甘やかな翡翠の瞳に停滞する水底の静けさと暗さを宿し、神懸かった美貌は何事かを深く考え込む様な表情を浮かべていた。

「解らない、これは一体どういうことだ?」

 難しく眉を真ん中に寄せるシリスに吊られて、シェシィリエまで眉間に皺を刻む。
突然何だというのだろう。

「お前、特徴が無さ過ぎるぞ」
「は?」

 まじまじと見つめられ、目が合ったまま告げられる。

「個性に欠ける。
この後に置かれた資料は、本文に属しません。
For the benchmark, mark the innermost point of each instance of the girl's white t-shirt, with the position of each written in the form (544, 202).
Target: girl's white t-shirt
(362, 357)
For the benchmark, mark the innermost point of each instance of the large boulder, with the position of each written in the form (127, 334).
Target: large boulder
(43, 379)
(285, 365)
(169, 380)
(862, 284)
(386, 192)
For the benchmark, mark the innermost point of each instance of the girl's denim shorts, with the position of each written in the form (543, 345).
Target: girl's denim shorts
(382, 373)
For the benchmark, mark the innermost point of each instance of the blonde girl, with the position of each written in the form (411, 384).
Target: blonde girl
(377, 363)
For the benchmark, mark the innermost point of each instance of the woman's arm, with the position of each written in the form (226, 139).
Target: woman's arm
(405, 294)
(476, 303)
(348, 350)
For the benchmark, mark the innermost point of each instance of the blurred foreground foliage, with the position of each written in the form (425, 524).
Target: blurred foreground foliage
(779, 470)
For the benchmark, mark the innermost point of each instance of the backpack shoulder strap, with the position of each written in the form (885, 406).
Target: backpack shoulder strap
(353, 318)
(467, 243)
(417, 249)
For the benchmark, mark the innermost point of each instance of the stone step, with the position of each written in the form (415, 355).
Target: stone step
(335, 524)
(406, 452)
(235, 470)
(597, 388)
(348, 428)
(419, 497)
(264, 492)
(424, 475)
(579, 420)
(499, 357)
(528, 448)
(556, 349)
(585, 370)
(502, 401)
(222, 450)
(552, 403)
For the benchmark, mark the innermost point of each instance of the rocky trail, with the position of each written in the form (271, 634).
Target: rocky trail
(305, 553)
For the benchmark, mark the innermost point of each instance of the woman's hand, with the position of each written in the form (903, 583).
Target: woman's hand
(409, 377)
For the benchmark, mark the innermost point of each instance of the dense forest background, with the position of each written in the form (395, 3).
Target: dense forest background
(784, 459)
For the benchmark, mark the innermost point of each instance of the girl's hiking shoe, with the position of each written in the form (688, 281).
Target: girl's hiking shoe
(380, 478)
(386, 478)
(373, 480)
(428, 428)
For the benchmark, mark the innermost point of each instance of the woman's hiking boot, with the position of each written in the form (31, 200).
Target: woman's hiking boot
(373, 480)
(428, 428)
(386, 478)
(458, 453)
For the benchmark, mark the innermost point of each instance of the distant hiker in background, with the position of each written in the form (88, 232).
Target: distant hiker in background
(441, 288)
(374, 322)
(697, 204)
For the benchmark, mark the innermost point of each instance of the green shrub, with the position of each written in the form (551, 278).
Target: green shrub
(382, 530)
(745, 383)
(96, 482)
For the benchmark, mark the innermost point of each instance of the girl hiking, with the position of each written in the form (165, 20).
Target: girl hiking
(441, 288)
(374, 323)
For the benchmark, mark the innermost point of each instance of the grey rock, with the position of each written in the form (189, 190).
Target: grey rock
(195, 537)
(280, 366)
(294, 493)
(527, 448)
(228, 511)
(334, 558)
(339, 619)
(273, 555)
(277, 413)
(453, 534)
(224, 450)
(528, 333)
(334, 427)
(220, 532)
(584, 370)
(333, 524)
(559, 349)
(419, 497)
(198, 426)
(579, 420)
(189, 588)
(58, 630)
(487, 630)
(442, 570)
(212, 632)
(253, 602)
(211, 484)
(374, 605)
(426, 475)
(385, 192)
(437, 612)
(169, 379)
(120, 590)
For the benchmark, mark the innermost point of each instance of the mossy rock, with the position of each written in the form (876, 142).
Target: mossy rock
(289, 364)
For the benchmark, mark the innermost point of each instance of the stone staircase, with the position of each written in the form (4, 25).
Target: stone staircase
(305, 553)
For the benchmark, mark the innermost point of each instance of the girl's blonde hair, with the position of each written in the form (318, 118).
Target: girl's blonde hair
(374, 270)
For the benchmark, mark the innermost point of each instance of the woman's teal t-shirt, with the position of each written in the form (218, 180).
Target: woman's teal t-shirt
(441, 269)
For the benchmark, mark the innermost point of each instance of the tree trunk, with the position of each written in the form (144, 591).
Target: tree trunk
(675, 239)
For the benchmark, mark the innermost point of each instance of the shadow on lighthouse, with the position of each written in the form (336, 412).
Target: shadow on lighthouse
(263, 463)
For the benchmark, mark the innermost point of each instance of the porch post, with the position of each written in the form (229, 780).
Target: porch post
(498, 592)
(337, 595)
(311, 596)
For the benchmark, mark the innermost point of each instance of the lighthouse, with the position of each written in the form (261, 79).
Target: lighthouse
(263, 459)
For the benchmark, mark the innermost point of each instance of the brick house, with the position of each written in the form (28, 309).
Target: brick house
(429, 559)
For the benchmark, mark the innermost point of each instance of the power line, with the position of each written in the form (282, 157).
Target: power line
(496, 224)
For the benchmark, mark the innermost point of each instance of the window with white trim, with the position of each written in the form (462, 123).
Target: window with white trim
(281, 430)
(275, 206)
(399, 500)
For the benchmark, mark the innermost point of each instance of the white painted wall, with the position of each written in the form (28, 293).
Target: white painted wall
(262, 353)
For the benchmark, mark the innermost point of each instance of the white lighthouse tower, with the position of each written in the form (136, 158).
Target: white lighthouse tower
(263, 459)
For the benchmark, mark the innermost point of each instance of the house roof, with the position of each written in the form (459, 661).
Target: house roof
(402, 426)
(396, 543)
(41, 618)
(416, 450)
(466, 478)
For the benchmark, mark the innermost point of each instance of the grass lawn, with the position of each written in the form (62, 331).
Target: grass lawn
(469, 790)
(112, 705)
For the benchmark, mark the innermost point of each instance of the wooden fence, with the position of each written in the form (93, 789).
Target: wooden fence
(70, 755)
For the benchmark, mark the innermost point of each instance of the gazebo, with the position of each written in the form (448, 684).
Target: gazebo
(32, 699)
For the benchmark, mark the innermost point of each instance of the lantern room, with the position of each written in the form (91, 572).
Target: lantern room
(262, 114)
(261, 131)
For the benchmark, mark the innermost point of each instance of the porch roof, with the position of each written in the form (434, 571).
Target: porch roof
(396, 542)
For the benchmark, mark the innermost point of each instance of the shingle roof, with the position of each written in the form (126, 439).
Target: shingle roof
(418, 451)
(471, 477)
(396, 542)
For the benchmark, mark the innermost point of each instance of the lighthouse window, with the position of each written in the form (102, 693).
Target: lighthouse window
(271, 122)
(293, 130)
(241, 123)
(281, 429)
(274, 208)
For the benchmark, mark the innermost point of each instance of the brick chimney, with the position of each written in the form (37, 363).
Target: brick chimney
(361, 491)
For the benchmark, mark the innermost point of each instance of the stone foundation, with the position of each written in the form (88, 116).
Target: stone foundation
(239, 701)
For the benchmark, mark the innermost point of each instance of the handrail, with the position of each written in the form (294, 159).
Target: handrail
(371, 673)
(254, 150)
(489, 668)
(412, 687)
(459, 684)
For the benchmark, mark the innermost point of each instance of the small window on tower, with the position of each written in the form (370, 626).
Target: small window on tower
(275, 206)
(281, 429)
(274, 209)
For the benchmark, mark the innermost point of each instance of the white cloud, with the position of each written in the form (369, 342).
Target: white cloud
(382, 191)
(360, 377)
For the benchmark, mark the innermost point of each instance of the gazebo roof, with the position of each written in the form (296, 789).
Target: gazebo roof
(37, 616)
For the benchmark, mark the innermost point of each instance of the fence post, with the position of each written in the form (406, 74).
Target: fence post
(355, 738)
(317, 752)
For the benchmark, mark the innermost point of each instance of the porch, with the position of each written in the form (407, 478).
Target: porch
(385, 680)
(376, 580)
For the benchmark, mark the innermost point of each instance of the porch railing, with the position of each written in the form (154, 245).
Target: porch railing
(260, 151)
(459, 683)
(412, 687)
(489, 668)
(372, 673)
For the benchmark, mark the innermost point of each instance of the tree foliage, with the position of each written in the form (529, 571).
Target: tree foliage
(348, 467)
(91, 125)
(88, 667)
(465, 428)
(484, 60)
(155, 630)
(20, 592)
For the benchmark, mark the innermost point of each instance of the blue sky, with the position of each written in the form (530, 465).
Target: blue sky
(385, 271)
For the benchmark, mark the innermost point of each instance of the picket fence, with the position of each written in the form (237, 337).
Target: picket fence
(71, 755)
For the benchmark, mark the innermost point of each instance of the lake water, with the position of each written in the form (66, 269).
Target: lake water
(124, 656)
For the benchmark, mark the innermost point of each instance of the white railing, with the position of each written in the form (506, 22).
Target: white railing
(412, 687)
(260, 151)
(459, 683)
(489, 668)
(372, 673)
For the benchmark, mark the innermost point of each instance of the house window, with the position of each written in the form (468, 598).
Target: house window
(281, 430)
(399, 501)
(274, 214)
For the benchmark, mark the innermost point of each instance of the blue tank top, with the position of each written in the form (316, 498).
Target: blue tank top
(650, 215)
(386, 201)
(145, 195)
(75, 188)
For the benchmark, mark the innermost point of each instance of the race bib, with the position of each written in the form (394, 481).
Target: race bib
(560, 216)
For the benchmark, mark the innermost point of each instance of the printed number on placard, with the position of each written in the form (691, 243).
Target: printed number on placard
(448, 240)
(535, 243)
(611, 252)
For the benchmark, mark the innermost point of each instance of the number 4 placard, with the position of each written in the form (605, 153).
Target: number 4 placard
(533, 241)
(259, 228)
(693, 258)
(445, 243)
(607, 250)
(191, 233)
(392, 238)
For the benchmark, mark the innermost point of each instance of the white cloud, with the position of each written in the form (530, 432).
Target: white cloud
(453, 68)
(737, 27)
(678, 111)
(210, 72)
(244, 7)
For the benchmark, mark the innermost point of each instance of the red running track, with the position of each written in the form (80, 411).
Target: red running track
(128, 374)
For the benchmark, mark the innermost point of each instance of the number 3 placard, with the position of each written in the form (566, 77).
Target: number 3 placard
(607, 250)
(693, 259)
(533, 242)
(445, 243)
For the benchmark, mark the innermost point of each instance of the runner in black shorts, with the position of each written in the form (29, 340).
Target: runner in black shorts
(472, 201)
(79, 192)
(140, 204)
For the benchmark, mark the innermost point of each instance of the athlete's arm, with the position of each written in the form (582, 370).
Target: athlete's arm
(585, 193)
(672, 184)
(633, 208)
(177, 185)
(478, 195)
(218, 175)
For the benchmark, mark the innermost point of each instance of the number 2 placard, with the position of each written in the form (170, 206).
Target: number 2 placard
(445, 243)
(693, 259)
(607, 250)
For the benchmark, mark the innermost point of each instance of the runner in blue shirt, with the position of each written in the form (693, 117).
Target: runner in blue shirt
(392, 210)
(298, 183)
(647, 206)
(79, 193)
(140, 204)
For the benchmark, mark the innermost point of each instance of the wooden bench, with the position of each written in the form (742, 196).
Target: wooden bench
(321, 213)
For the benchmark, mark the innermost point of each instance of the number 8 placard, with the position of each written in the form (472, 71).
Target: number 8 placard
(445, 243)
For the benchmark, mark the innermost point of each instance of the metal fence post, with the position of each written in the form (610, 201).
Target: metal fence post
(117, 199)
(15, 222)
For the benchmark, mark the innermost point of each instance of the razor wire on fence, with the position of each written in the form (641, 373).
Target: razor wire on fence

眼鏡をかけた方がインパクトが有るだけまだマシだ」

 真面目な顔で言われて、漸く自分の事を言っているのだと思い至った。

「こんなダサい眼鏡をかけた方がまだ良いなんて、どれだけ没個性なんだお前は」

そっ、そんなこと言いますか普通!!!

 開いた口が塞がらない。
確かにそうかもしれないと心の一部で同意を示しつつも、顔の特徴は?と聞かれれば眼鏡と即答するだろうと自分でも思うけれど。
それくらいには自分の容姿の凡庸さに自覚は有るけれど。

なんて無神経で嫌な奴!

「没個性で悪かったですね」

 ぶつけたい言葉の多くを飲み下し、ドスドスとわざと足音を立ててシリスを一瞥もせずに部屋を出ていく。
バンッ!!と扉を閉める音が屋敷中に響いた。
わけの解らない不安がすっかり消え去っていたことには、最後まで気付かずに。













「あの、眼鏡…」







 ほろ苦い声が紡ぐ険しい呟きを、暗闇だけが聞いていた。